Son homologue, Al Mourtada Ould Mohamed Echfagh, a abondé dans le même sens, évoquant des vers du célèbre poète Ould Mekiyine, quand il déclama un quatrain dans lequel il faisait ressortir les liens inextricables qui lient les Bidhanes et les Halaybé de Boghé.

Dr. Kane Hadiya dont le nom est devenu intimement lié au Musée et son doyen d’homonyme, un expert des questions rurales, membre éminent de la société civile, s’exprimèrent en Peulh, s’adressant à un public largement majoritaire pour traduire l’importance de la tradition, avec forces anecdotes sur les relations entre le Peulh et la vache, un lien empreint de spiritualité, comme le fera remarquer l’anthropologue et professeur de musique, Dr. Aboubakry Sow.

L’entreprenariat en milieu rural

Deux jeunes diplômés, Bâ Ibrahima, Consultant en gestion intégrée en milieu marin et côtier, et son ami, Moussa Bâ, PDG de RIM Poulet, lauréat au niveau national et promu au Togo, meilleur jeune entrepreneur en Afrique de l’Ouest, ont livré leurs expériences.

Ils ont exhorté les jeunes ruraux à se former et à se saisir des opportunités offertes par des structures, comme l’Agence Techghil, qui dispensent des financements en faveur des jeunes entrepreneurs qui ont des projets bien ficelés. « Vous avez de l’eau, des terres arables et de la force, alors lancez-vous ! » ont-ils déclaré à l’intention des nombreux jeunes présents dans le chapiteau, dont plusieurs diplômés-chômeurs.

Des livres en Pulaar

La conférence a été suivie par la distribution de certificats à plusieurs élèves qui suivent l’enseignement scolaire en langue Pulaar, certains en 2ème année et d’autres en 5ème année. D’ailleurs, plusieurs livres de lecture, de calculs, de géométries et de grammaire Pulaar étaient exposés sur une table près des panélistes.

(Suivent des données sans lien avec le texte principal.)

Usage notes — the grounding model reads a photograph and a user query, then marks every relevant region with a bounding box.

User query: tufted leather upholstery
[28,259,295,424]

Plusieurs curieux se sont dirigés vers l’étalage de livres flambants neufs et reçu de la part du responsable de l’exposition, Amadou Doulo Sow, enseignant et coordinateur de l’enseignement Pulaar, des explications sur l’avancée de l’enseignement du Pulaar dans certaines écoles expérimentales à Nouakchott et à l’intérieur du pays.

L’apport des coopératives féminines

Le festival de Goural a permis à plusieurs femmes venues notamment de Goural, de Boghé et de Bababé, l’occasion de présenter leurs produits et d’en vendre plusieurs.

Parmi les coopératives présentes, celle de Aéré Haré, 18 kilomètres de Boghé. Présidée par Aïssata Djiby Wagne, la coopérative créée en 2010 regroupe 22 femmes actives dans la transformation du lait. Il en va de même pour la coopérative Beri Ourdé de Bababé créé en 2018 et présidée par Binta Abdoulaye Bâ. Ces deux coopératives ont reçu l’aide de l’ONG AMAD qui leur a offert des mini-laiteries. Elles produisent en moyenne entre 30 et 50 litres de lait par jour, emballés en sachets de lait caillé sucré, prisés par les populations, vendus au niveau de leur localité et à Boghé.

A Goural, la coopérative créée en 2018, dirigée par Habsatou Mountaga Bâ, grâce à l’appui de l’ONG AMAD et du Projet PRAPS, s’est spécialisée dans la conservation de produits emballés comme le couscous, la vente de boissons à base de produits locaux, comme le Bissap, le Gingembre, le concombre.

En définitive, le festival de Goural est l’occasion de retrouvailles, d’échanges et de vivre-ensemble, avec un point d’orgue lié au développement socio-économique en milieu rural et un accent sur la promotion et la valorisation de la race bovine.